Ten years is a long time in the computer industry. Ten years ago, we are in the third year of Windows 95, a 32-bit OS for the 32-bit Intel CPUs of the time, after a Finnish student had gotten tired of running a 16-bit OS on 32-bit hardware and started to write his own.

If someone described todays computer hardware to me ten years ago, I probably would say something like "Microsoft had better fix the animation sequence at the end of Solitaire so that it's speed is not CPU frequency dependent, or it would run so fast that nobody would be able to see it. Plus, how do you play Solitaire on a 3.5-inch handheld screen."

Knowing the limitations of human imagination, any predictions we make today would certainly look silly when the time really comes. Nevertheless, we can still extrapolate and know that the following must be true ten years from now:

  • The OpenJDK JVM will remain a 32-bit/64-bit application running in compatibility mode on the prevalent 128-bit machines. People would have realized that porting it to 128-bit is pointless when an "int" is always 32-bit.
  • The OpenJDK distributions would have been split apart, with the most useful portion being maintained while the rotten part—the HTML 3.2 renderer, the com.sun.corba ORB—were cut off.
  • The javac compiler would become multi language front-end capable and become the focal point of all JVM languages—it will be renamed "jcc" for JVM Compiler Collection and it will support Java (30% share), Scala (15%), Groovy (50%) and other languages.
  • When you tell people that you develop software for the JVM, people will treat you the way we treat VB6 developers today. But in your heart, you know the JVM still provide value to your customers, just like the VB6 VM does today.
  • The JVM will be one of four "managed" virtual machine environments, which are the legacies of the 90's and 00's generation.

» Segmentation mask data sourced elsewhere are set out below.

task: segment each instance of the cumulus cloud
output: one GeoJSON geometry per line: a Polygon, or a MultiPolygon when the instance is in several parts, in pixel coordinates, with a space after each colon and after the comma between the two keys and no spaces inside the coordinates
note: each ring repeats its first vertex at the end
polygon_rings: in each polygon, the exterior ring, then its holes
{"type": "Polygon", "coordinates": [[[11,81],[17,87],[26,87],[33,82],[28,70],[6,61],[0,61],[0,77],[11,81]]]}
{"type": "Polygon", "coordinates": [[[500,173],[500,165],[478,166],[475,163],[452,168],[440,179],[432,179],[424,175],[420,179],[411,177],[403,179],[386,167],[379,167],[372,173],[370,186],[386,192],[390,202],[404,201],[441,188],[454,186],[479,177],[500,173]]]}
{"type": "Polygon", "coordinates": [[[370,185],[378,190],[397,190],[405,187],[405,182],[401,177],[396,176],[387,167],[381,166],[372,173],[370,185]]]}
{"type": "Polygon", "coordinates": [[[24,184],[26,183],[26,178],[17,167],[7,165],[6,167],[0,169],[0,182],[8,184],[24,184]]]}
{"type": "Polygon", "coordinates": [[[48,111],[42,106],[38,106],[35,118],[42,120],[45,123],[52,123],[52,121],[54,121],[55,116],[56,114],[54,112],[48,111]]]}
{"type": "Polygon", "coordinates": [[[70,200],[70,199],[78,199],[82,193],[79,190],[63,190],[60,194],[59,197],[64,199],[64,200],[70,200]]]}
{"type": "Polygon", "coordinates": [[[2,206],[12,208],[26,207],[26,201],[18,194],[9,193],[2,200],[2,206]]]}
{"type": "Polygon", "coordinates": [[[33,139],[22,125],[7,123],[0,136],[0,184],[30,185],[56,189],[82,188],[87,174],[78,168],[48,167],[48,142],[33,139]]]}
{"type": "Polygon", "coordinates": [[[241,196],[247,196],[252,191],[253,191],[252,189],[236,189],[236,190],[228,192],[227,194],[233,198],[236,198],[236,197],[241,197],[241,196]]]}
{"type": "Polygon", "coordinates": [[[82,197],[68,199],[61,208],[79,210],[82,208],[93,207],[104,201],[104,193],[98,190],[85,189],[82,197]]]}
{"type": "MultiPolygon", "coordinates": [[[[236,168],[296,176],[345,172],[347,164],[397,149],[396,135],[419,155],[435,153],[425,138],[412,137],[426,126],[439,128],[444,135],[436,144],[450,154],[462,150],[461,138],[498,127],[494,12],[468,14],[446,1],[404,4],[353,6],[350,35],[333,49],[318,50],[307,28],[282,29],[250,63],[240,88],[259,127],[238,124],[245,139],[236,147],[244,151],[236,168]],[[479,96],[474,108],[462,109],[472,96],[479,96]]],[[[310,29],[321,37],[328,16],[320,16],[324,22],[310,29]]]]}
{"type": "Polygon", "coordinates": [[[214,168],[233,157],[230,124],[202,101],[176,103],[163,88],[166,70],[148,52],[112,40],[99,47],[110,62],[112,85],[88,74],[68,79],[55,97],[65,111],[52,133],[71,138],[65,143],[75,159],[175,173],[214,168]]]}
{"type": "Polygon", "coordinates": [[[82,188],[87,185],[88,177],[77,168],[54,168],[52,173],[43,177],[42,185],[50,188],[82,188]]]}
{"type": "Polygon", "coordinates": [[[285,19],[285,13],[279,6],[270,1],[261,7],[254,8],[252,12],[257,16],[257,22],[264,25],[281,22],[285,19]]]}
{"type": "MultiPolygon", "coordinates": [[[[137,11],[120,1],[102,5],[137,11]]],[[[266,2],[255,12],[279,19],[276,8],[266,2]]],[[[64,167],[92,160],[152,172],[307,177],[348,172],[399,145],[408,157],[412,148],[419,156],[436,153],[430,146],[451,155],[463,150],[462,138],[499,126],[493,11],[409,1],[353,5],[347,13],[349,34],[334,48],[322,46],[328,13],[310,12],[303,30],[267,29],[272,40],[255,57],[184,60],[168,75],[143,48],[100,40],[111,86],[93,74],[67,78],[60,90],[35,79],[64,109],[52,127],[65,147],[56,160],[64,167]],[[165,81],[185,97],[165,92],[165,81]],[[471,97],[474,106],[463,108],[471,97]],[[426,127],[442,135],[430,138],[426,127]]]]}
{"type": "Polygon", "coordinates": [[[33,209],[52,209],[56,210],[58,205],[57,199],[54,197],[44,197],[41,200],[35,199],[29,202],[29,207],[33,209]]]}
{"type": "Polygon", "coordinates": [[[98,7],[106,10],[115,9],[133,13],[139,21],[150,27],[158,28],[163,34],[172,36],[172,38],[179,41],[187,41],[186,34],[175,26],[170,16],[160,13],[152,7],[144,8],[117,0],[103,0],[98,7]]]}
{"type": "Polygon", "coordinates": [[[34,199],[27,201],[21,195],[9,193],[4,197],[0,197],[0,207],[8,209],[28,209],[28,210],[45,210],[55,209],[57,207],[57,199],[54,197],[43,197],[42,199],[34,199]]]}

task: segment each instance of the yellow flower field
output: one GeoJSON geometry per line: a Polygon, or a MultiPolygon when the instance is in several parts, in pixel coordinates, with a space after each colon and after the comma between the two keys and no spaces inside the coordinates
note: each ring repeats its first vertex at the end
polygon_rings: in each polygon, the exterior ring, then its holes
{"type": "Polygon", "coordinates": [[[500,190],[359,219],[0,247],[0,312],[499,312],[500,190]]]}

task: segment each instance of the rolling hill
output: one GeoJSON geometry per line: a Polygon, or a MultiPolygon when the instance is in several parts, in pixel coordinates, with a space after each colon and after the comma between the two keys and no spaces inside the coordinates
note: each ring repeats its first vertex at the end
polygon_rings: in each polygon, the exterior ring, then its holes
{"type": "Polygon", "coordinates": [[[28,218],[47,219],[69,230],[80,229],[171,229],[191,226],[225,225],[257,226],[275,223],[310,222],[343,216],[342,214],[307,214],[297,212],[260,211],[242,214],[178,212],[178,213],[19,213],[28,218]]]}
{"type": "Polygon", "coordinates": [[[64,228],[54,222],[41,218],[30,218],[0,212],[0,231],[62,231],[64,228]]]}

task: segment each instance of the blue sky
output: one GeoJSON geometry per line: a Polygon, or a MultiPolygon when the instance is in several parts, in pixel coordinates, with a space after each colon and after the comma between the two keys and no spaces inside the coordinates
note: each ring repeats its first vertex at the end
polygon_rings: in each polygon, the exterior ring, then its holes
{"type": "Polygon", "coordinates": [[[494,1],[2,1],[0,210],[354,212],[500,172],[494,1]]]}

The other three being:
    • .NET, which Microsoft would have abandoned five years earlier just like they are trying to get people off of Win32 now;
    • The Mozilla virtual machine, which under the guise of being part of the browser has grown to be a full featured VM;
    • The Parrot virtual machine, which after about 20 years would finally go 1.0, and attracting the Ruby and Python folks away from the JVM.
  • The JVM will remain a portable UI toolkit and be ported to all sorts of handheld and footheld devices. Instead of shunning the JVM as a ball-and-chain, device vendors will be eager to port the JVM to their devices because it would enable a whole slew of applications on the device.
  • The reason "managed" environments would be out of fashion is because the most important benefit it offers—garbage collection—would have been off loaded to mainstream hardware, and writing "native" applications become fashionable again. And "unmanaged" Java, Clojure, C# will be popular there as well.

I'll come back ten years from now and blog about how accurate my predictions are.